What advantage does Signal protocol have over basic public key encryption?

[Karl]

On 1/25/21, David Barrett <dbarrett at expensify.com> wrote:
> Incidentally, for anyone following along, here's a great thread I had on
> Twitter regarding this:
>
> https://twitter.com/dbarrett/status/1353768706141163520
>
> My current summary of Signal's primary design goal is:
>
>> Perhaps I'm looking at it the wrong way. Signal's primary design goal
> seems to be to *enable* truly effective self-destructing chats (which means
> enabling them to self-destruct at every layer), to limit the damage from
> device compromise.

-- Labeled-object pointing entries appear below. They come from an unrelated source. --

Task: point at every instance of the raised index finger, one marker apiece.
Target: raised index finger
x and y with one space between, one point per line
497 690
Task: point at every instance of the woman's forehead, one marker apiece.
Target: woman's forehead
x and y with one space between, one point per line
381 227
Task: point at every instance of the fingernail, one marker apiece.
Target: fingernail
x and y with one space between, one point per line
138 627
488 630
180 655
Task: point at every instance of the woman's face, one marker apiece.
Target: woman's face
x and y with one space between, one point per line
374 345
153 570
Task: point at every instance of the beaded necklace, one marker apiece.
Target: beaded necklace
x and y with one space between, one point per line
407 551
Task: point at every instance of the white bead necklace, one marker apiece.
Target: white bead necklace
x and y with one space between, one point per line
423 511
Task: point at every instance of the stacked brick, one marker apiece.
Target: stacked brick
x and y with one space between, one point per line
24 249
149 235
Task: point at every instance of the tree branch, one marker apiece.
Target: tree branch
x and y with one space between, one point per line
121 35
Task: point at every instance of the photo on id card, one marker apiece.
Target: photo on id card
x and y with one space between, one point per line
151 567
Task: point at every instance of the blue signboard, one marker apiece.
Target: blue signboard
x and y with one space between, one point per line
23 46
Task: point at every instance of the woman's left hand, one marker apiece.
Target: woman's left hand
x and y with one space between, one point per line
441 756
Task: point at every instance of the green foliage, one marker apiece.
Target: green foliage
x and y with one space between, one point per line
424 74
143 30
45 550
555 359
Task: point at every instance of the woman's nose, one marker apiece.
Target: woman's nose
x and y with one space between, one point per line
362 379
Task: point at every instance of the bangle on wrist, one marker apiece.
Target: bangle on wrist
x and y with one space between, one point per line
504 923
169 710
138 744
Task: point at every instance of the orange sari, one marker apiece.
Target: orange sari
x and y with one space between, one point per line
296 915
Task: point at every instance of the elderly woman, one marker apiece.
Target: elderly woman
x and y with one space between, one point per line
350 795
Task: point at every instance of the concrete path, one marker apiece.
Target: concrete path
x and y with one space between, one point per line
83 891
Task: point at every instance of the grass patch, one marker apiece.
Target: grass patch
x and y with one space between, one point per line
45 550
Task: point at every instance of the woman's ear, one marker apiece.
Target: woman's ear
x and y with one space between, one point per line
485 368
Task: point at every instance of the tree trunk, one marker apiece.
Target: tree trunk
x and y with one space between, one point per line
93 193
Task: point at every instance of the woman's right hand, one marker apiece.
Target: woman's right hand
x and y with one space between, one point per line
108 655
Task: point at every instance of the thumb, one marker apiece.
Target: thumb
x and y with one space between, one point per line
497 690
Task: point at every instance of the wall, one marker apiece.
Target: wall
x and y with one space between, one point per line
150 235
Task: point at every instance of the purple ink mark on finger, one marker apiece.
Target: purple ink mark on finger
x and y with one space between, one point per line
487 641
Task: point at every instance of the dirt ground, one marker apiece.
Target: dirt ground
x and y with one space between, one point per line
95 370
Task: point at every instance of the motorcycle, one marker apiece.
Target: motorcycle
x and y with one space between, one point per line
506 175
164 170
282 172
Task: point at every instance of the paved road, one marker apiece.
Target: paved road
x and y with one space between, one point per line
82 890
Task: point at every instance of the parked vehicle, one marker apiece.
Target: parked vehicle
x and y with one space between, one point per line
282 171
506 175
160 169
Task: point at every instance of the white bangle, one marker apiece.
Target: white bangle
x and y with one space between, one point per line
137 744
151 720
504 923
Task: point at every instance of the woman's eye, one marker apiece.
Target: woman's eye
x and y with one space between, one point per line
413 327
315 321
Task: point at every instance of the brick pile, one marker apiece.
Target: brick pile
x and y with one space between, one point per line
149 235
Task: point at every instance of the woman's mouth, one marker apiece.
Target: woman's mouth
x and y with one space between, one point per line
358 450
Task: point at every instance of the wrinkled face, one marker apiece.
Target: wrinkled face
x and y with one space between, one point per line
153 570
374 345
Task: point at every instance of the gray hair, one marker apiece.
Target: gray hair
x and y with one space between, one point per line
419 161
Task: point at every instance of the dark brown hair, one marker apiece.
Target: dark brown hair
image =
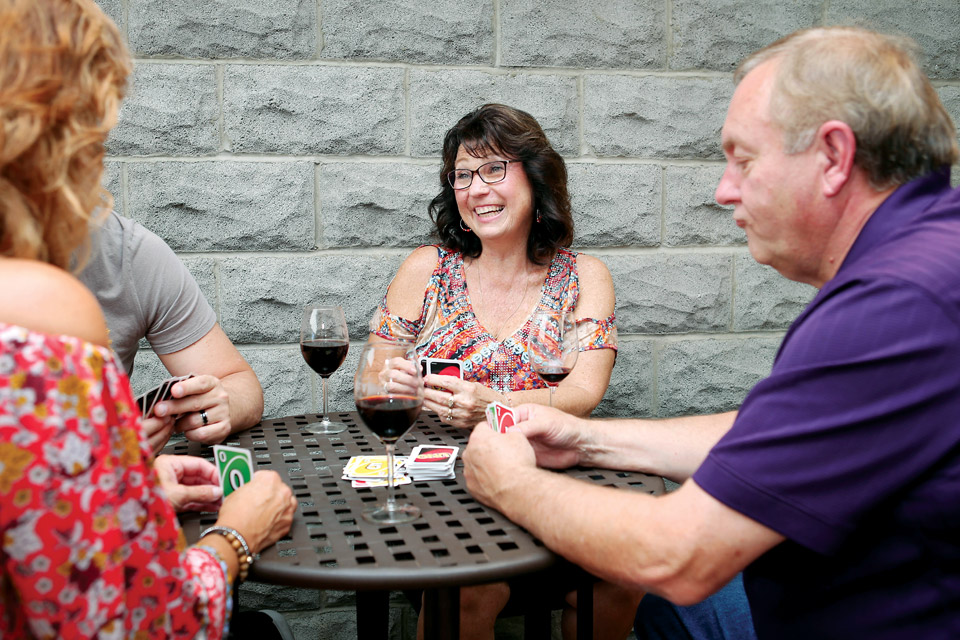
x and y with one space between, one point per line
516 135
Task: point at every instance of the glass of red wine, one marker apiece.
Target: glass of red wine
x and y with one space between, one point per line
553 346
324 342
388 390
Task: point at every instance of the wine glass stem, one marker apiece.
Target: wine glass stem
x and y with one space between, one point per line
390 498
324 418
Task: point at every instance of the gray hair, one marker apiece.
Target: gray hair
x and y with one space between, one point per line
868 80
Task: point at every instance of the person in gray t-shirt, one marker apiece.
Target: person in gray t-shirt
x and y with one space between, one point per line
146 292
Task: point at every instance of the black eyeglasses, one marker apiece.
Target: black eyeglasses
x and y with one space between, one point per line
490 173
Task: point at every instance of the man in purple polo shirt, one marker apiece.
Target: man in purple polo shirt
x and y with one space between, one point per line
836 486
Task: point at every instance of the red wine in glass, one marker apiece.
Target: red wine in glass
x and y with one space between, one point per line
388 390
324 356
324 342
389 416
552 346
553 375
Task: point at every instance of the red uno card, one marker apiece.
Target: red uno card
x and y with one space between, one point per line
500 417
441 367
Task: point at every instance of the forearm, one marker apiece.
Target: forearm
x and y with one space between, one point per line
246 399
673 448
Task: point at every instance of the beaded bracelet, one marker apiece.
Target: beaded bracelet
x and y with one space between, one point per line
239 545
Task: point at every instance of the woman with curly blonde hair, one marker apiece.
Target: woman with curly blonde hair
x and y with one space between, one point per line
90 545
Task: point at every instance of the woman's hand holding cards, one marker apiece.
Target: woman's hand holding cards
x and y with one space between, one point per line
460 403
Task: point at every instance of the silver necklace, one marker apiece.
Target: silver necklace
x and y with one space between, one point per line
526 289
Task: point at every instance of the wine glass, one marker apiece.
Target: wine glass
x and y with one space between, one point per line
388 390
324 342
553 346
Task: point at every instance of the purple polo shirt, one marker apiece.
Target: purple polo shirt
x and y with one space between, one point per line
851 448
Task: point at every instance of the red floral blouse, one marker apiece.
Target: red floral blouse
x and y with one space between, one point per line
90 546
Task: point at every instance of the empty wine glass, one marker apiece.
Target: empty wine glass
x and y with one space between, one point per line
388 390
324 342
553 346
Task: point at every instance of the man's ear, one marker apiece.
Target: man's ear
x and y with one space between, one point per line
836 148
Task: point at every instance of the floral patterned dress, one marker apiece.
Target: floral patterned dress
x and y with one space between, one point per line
448 328
90 546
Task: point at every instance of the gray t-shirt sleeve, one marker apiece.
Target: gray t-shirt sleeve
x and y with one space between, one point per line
144 290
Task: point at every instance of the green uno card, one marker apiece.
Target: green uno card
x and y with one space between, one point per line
235 466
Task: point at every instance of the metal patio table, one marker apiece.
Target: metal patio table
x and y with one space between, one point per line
456 542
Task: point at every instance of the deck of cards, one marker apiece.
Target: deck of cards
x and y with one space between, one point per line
500 417
234 466
432 462
441 367
371 471
163 391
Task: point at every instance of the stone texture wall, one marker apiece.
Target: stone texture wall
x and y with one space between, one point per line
288 149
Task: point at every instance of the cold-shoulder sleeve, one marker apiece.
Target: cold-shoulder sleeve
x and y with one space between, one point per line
597 334
90 545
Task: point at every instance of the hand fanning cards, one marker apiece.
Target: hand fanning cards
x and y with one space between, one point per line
161 392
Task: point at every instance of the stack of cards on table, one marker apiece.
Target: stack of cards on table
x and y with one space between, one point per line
432 462
234 466
159 393
371 471
500 417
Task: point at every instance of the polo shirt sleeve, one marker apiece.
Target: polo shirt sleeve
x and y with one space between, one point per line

That is their primary differentiated feature.
>
> Given that the device is the weak link (ie, the most likely place that a
> key would be compromised), and without self-destructing chats the device
> has a complete record of all past messages, then there's really no point to
> all the double-ratchet stuff (which exists purely to limit the damage of
> any individual key being compromised) because in the process of
> compromising any key, you also compromise *all messages* (obviating your
> need for the key in the first place).
>
> Does that seem a fair summary?

Sorry for over-replying.  I'm trying to catch up and don't want to
figure out all the replies with strategically placed errors different
from my errors.

I would summarise Signal totally differently:

Signal is the only popular cryptographic messaging system where actual
norms that people care about are respected.  Most message systems just
do stupid things, and lie to you when you call them out on it, and
it's frustrating and infuriating.

It is obviious that Signal is not motivated by profit, but rather
their users and functionality.  They have an automated system that
gives their donated money to people who contribute improvements.